Geografia
do veneno
*
Por Frei Betto
Em
meio à Copa, deputados federais aprovaram, em 25 de junho, o parecer
que propôs reduzir o controle governamental sobre o uso de
agrotóxicos no Brasil. Vitória da bancada ruralista. Atualmente,
30% dos agrotóxicos permitidos no Brasil são proibidos na União
Europeia.
A
fome, como questão política, entrou na agenda brasileira desde
1946, quando Josué de Castro publicou o clássico Geografia da fome,
sublinhando que a desnutrição de milhões de pessoas nada tem a ver
com a fatalidade, seja climática, seja religiosa.
Passados
70 anos, a geógrafa e professora da USP Larissa Mies Bombardi
publica o atlas Geografia do Uso de Agrotóxicos no Brasil e Conexões
com a União Europeia, um conjunto de mais de 150 imagens entre
mapas, gráficos e infográficos que radiografam os impactos do uso
de agrotóxicos no Brasil.
O
Brasil é o campeão mundial no uso de agrotóxicos no cultivo de
alimentos. Cerca de 20% dos pesticidas fabricados no mundo são
despejados em nosso país.
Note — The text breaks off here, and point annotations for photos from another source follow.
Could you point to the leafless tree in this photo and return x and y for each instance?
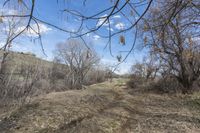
(78, 58)
(171, 31)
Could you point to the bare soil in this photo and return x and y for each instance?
(105, 108)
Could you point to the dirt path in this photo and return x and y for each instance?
(106, 107)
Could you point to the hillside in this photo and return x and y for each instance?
(17, 61)
(106, 107)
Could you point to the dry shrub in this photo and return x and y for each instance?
(165, 85)
(135, 81)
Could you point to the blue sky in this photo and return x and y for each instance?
(50, 10)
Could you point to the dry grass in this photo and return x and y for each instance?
(106, 107)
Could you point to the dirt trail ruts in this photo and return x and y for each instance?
(106, 107)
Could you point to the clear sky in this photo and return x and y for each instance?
(50, 10)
Um bilhão de litros ao ano: 5,2 litros
por brasileiro!
Há
direta relação entre uso de agrotóxicos e o agronegócio no
Brasil. As plantações de soja, milho e cana utilizaram 72% de todo
agrotóxico comercializado no país em 2015. Estas são três das
principais mercadorias da agricultura capitalista que estão no topo
da lista de exportações brasileiras.
Ao
recorde quantitativo soma-se o drama de autorizarmos o uso das
substâncias mais perigosas, já proibidas na maior parte do mundo
por causarem danos sociais, econômicos e ambientais.
O
conjunto de mapas do Atlas está dividido em seções que abordam,
por exemplo, as intoxicações por agrotóxicos de uso agrícola, com
mapas em escalas nacional, regional, estadual e municipal. As
intoxicações são detalhadas segundo a circunstância da
intoxicação, o sexo da população intoxicada, a faixa etária, os
grupos étnico-raciais, a exposição ao trabalho e a escolaridade.
De
2007 a 2014, os casos de intoxicação por agrotóxicos notificados
ao Ministério da Saúde somam 25 mil ocorrências – na média,
oito intoxicações diárias. Entretanto, estima-se que, para cada
caso notificado, outros 50 não foram notificados.
Os
mapas sobre intoxicação por agrotóxicos revelam que a principal
ocorrência no Brasil é a de tentativa de suicídio, com números
alarmantes: mais de 9.500 casos de tentativas de suicídio com
ingestão de agrotóxicos entre 2007 e 2014.
Os
mapas que abordam a intoxicação por faixa etária revelam uma
realidade que afronta diretamente os direitos humanos e, em especial,
os direitos das crianças e adolescentes: cerca de 20% da população
intoxicada é de crianças e jovens com idade até 19 anos. Mesmo
bebês de 0 a 12 meses são intoxicados por agrotóxicos: em números
oficiais, somaram mais de 340 casos entre 2007 e 2014.
O
Atlas mostra profunda assimetria entre os limites permitidos para
resíduos de agrotóxicos em alimentos e na água, no Brasil e na
União Europeia.
No
Brasil, o limite de resíduo de malationa (inseticida) no brócolis é
250 vezes maior do que o permitido na União Europeia. No feijão,
essa diferença é 400 vezes maior por aqui.
Na
água potável, a diferença de resíduos é 5 mil vezes maior para o
agrotóxico glifosato (o herbicida mais vendido no Brasil) em relação
à União Europeia.
Outro
conjunto de mapas mostra que 70% dos municípios paulistas são
atingidos pela pulverização aérea de agrotóxicos, prática
proibida na União Europeia desde 2009.
O
Estado brasileiro tem atuado de forma a subvencionar o capital das
corporações fabricantes de agrotóxicos. No Brasil, o ICMS tem
redução de 60% e há isenção total de PIS/COFINS e de Imposto
sobre Produtos Industrializados para a produção e o comércio de
agrotóxicos.
Segundo
o defensor público Marcelo Novaes, apenas no Estado de São Paulo e
no ano de 2015, o governo deixou de arrecadar cerca de R$ 1,2 bilhão
por conta dessas desonerações.
Enquanto
a fome segue sendo realidade sofrida para milhões de brasileiros, o
capital transforma alimentos em commodities e em agroenergia, segundo
o modelo baseado na estrutura fundiária concentrada e no uso massivo
de agrotóxicos.
Há
que buscar solução na transição agroecológica, ou seja, na
gradual e crescente mudança do sistema atual para um novo modelo
baseado no cultivo orgânico, mantendo o equilíbrio do solo e a
biodiversidade, e redistribuindo a terra em propriedades menores.
*
Frei Betto é escritor, autor de “O que a vida me ensinou”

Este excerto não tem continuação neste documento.